In vitro maturation of B cells in chronic lymphocytic leukemia. I. Synergistic action of phorbol ester and interleukin 2 in the induction of Tac antigen expression and interleukin 2 responsiveness in leukemic B cells.

作者信息

Kabelitz D, Pfeffer K, von Steldern D, Bartmann P, Brudler O, Nerl C, Wagner H

出版信息

J Immunol. 1985 Oct;135(4):2876-81.

PMID:2993419
Abstract

Recent evidence indicates that interleukin 2 (IL 2), formerly thought to serve as growth factor exclusively for activated T cells, is directly involved in human B cell differentiation. We have investigated the role of IL 2 and IL 2 receptors (as defined by monoclonal anti-Tac antibody) in the phorbol ester-induced in vitro maturation of leukemic B cells from patients with chronic lymphocytic leukemia (CLL). Peripheral blood lymphocytes from B cells from CLL patients with high (greater than 10(5)/microliters) white blood cell counts were depleted of residual T lymphocytes and low-density cells (primarily macrophages) by consecutive steps of E rosetting, complement-mediated lysis of OKT3+ and OKT4+ cells, and Percoll density gradient centrifugation. No OKT3+ T cells were detectable in these cell populations before or after culture. When incubated for 3 days with phorbol ester plus recombinant human IL 2 (rIL 2), 12 to 57% of highly purified B cells from four of five tested patients expressed Tac antigen.
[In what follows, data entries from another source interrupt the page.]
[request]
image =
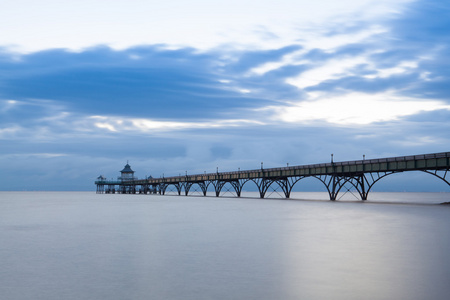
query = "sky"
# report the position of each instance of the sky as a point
(195, 86)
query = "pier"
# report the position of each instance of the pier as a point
(359, 174)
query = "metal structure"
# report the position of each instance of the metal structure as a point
(359, 174)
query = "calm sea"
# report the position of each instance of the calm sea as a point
(81, 245)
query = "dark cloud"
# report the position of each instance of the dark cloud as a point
(47, 140)
(143, 81)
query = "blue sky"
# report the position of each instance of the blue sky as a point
(192, 86)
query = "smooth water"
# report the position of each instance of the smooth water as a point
(78, 245)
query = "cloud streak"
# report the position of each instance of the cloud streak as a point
(375, 83)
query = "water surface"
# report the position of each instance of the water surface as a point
(78, 245)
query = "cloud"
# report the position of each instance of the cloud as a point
(355, 109)
(353, 85)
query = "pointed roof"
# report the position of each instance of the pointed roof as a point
(127, 169)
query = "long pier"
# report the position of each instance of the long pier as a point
(360, 174)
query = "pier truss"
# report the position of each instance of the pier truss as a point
(359, 175)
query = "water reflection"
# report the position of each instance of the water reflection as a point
(88, 246)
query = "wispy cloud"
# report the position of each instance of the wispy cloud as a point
(361, 77)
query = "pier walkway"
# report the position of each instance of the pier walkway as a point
(359, 174)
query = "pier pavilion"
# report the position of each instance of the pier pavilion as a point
(359, 174)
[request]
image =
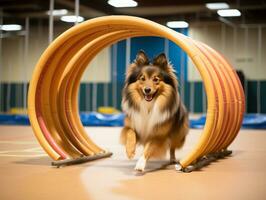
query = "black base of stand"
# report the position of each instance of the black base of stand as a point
(80, 160)
(204, 161)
Both phorbol ester and rIL 2 were required for maximal Tac antigen expression. Functional studies revealed that phorbol ester-activated (but not resting) CLL B cells responded to rIL 2 with [3H]thymidine incorporation and with enhanced secretion of IgM. Tac+ B cells were isolated in two cases on a fluorescence-activated cell sorter. In one patient, stimulation of Tac+ B cells with rIL 2 resulted in enhanced [3H]thymidine incorporation but no change in IgM secretion, as compared with Tac- B cells; in the second patient, stimulation of Tac+ B cells with rIL 2 did not result in [3H]thymidine uptake, but did result in significant IgM secretion. These findings indicate that certain leukemic B lymphocytes can be induced to express IL 2 receptors and respond to IL 2. The use of resting clonal B cell populations arrested at distinct stages of differentiation may help to better define the stage(s) at which IL 2 acts directly on B cells to induce proliferation and/or terminal differentiation.

摘要

最近的证据表明,白细胞介素2(IL-2),以前被认为仅是活化T细胞的生长因子,实际上直接参与人类B细胞的分化。我们研究了IL-2和IL-2受体(由单克隆抗Tac抗体定义)在佛波酯诱导的慢性淋巴细胞白血病(CLL)患者白血病B细胞体外成熟中的作用。通过连续的E花环形成、OKT3 +和OKT4 +细胞的补体介导裂解以及Percoll密度梯度离心步骤,去除高白细胞计数(大于10⁵/微升)的CLL患者B细胞外周血淋巴细胞中的残余T淋巴细胞和低密度细胞(主要是巨噬细胞)。在培养前后,这些细胞群体中均未检测到OKT3 + T细胞。当与佛波酯加重组人IL-2(rIL-2)一起孵育3天时,五名受试患者中有四名的高度纯化B细胞中有12%至57%表达Tac抗原。最大程度的Tac抗原表达需要佛波酯和rIL-2两者。功能研究表明,佛波酯激活的(而非静止的)CLL B细胞对rIL-2有反应,表现为[³H]胸苷掺入增加和IgM分泌增强。在两例中通过荧光激活细胞分选仪分离出Tac + B细胞。在一名患者中,与Tac - B细胞相比,用rIL-2刺激Tac + B细胞导致[³H]胸苷掺入增加,但IgM分泌无变化;在第二名患者中,用rIL-2刺激Tac + B细胞未导致[³H]胸苷摄取,但确实导致显著的IgM分泌。这些发现表明,某些白血病B淋巴细胞可被诱导表达IL-2受体并对IL-2作出反应。使用停滞在不同分化阶段的静止克隆B细胞群体可能有助于更好地确定IL-2直接作用于B细胞以诱导增殖和/或终末分化的阶段。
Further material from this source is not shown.